Dutch runner Sifan Hassan, who broke the 23-year-old women’s mile record in Monaco last week, had to settle for bronze.

“I am so happy because this is my favourite track and I have done my best and I ran the way I wanted to,” said Obiri.

“In the last lap I was thinking, work hard and I said to myself when I went past Hassan: ‘let me go and see if you can catch me’ I have been training well and this will help when I defend my title in Doha.”

Britain’s Lynsey Sharp was a popular winner in the women’s 800m, outlasting Australia’s Catriona Bisset to win in a time of 1:58.61.

In other women’s track events, Jamaica’s Rushell Clayton won the 400m hurdles in 54.16 sec.

Germany’s Malaika Mihambo won the women’s long jump with a leap of 7.02 metres.

Zhenye sets new Asian 200m record

China’s Xie Zhenye set a new Asian record in winning the men’s 200m in 19.88sec while Jamaica’s Akeem Bloomfield won the 400m in 44.40sec.

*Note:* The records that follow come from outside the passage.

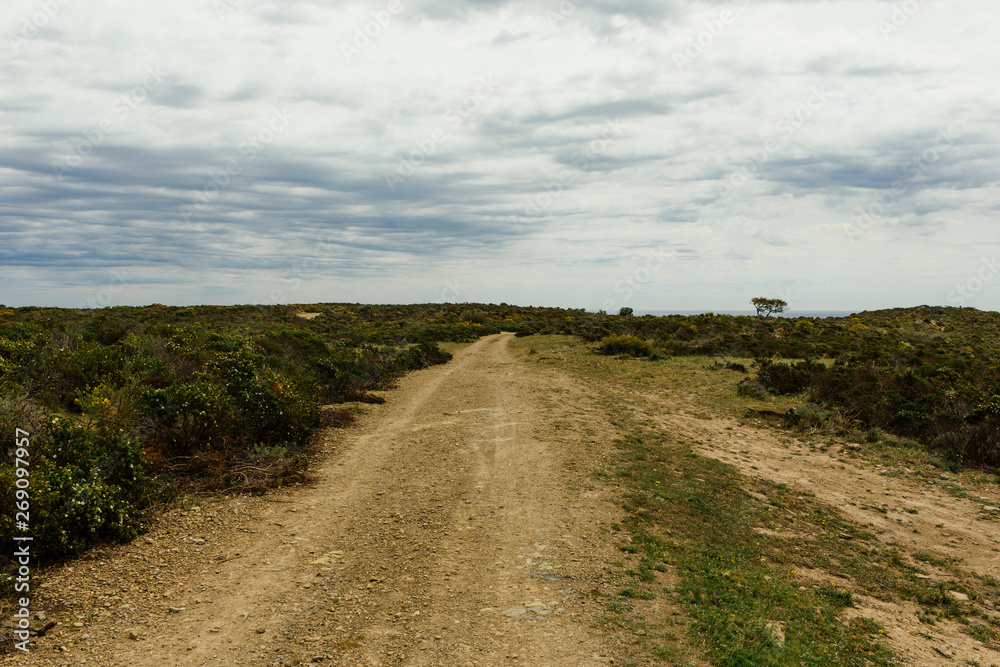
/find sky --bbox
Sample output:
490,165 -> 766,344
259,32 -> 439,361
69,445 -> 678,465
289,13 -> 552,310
0,0 -> 1000,313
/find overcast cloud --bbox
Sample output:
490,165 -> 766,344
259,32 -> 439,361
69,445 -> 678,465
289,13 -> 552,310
0,0 -> 1000,312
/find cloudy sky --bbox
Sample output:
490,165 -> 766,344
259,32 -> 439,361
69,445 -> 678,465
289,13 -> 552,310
0,0 -> 1000,312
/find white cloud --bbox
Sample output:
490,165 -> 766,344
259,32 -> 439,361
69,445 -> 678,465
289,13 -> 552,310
0,0 -> 1000,310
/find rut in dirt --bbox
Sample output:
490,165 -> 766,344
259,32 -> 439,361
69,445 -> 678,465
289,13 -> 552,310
105,334 -> 610,665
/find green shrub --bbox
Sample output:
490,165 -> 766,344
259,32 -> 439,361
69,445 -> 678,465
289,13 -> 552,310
0,419 -> 152,561
458,309 -> 489,324
598,334 -> 656,357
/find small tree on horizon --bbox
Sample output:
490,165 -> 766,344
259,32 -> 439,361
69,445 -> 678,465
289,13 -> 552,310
750,296 -> 788,317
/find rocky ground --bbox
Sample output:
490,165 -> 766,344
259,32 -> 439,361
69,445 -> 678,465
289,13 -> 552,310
6,335 -> 628,666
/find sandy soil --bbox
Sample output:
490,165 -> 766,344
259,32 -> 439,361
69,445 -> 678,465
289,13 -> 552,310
7,334 -> 616,666
640,393 -> 1000,667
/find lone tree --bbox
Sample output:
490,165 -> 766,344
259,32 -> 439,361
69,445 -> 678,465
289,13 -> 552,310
750,296 -> 788,317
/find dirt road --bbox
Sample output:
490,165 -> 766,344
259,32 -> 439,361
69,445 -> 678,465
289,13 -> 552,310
21,334 -> 614,666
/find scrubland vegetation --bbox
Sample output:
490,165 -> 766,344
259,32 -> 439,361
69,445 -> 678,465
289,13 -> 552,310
0,304 -> 1000,562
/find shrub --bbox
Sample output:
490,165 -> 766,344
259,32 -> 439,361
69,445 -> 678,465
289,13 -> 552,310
598,334 -> 656,357
754,358 -> 826,396
0,419 -> 152,560
458,310 -> 489,324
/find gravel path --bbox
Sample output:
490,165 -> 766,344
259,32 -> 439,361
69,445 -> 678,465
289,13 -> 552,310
15,334 -> 615,666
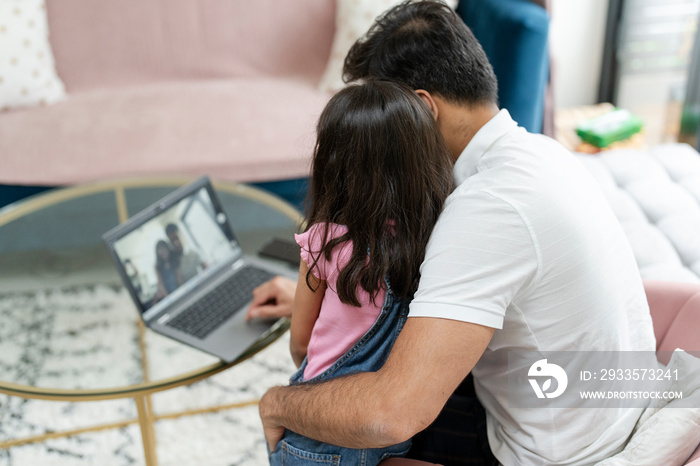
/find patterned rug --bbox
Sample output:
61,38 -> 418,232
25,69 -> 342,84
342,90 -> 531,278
0,285 -> 294,466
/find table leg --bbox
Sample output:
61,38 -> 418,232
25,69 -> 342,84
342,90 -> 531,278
134,395 -> 158,466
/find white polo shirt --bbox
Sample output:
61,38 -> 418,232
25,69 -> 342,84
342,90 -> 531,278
409,110 -> 655,465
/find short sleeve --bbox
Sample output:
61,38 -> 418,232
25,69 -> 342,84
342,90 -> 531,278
294,223 -> 351,280
409,192 -> 539,328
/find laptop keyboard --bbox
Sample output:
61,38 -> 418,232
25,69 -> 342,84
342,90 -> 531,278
166,265 -> 274,339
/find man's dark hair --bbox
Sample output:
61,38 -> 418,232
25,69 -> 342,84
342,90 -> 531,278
343,0 -> 498,105
165,223 -> 180,236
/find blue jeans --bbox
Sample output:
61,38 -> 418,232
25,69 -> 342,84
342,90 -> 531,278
270,288 -> 411,466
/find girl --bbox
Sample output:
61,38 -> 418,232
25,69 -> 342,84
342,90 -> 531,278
270,80 -> 453,465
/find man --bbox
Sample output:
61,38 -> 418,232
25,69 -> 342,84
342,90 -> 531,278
252,1 -> 655,465
165,223 -> 207,283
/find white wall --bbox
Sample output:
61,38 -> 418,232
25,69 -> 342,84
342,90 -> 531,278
549,0 -> 608,108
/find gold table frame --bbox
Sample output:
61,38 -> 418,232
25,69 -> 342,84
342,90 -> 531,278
0,177 -> 303,466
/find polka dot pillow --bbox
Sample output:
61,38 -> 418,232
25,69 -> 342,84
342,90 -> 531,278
0,0 -> 65,111
318,0 -> 458,92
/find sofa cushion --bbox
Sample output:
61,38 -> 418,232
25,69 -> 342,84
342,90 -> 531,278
47,0 -> 335,93
0,78 -> 328,185
578,144 -> 700,282
0,0 -> 65,111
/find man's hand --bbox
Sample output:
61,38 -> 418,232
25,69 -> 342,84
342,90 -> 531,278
259,388 -> 286,453
246,277 -> 297,320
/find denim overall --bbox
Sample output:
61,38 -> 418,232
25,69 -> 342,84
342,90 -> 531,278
270,284 -> 411,466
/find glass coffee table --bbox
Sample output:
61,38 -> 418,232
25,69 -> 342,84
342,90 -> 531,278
0,178 -> 303,466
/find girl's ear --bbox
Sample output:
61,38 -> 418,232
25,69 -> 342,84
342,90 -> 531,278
416,89 -> 438,120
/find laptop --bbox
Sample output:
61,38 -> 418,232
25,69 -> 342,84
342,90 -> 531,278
103,176 -> 296,363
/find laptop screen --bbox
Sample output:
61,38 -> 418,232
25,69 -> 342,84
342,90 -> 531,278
111,183 -> 241,312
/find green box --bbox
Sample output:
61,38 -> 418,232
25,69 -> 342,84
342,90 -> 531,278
576,108 -> 644,148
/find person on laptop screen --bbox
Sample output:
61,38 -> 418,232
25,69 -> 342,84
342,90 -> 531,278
165,223 -> 207,283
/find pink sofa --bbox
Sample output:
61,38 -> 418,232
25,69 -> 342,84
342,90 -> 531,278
382,280 -> 700,466
0,0 -> 335,186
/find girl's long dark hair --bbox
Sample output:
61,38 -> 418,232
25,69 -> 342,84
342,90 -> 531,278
306,80 -> 453,306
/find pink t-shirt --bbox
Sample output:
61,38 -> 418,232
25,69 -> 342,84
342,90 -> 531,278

Xie Zhenye won the men's 200m in 19.88s, thereby creating a new Asian record in the event.   -  Getty Images

 

“It was amazing because it was my PB (personal best) and a new Asian record, so I’m very happy. I love you guys, I love this track,” he said.

“I just told myself to go fast. This gives me a lot of confidence for the world championships.”

China’s Xie Wenjun won the 110m hurdles in a time of 13.28sec.

Tefera runs fastest mile of the year; Britain wins 4x100m relay

World indoor 1500m record holder Samuel Tefera of Ethiopia ran the fastest mile of the year so far in a time of 3:49.45, beating Norway’s Filip Ingebrigtsen by just 0.15sec.

Samuel Tefera of Ethiopia beat Norway’s Filip Ingebrigtsen by just 0.15sec.   -  Getty Images

 

The mile is not an Olympic or world championship distance.

Ingebrigtsen, 26, who set a new Norwegian record, is the older brother of 18-year-old Jakob Ingebrigtsen, who finished second in Saturday’s 5000m.

Syria’s Majd Eddin Ghazal won the men’s high jump with a leap of 2.30m, beating world champion Mutaz Essa Barshim into second place, and Sweden’s Daniel Stahl won the men’s discus with a throw of 68.56m.

Britain’s men’s sprinters won the 4x100m relay, clocking 37.60sec, the fastest time of the year.

There are Diamond League events to come in Birmingham, Paris, Zurich and Brussels in the lead-up to the world championships in Doha, which start on September 27.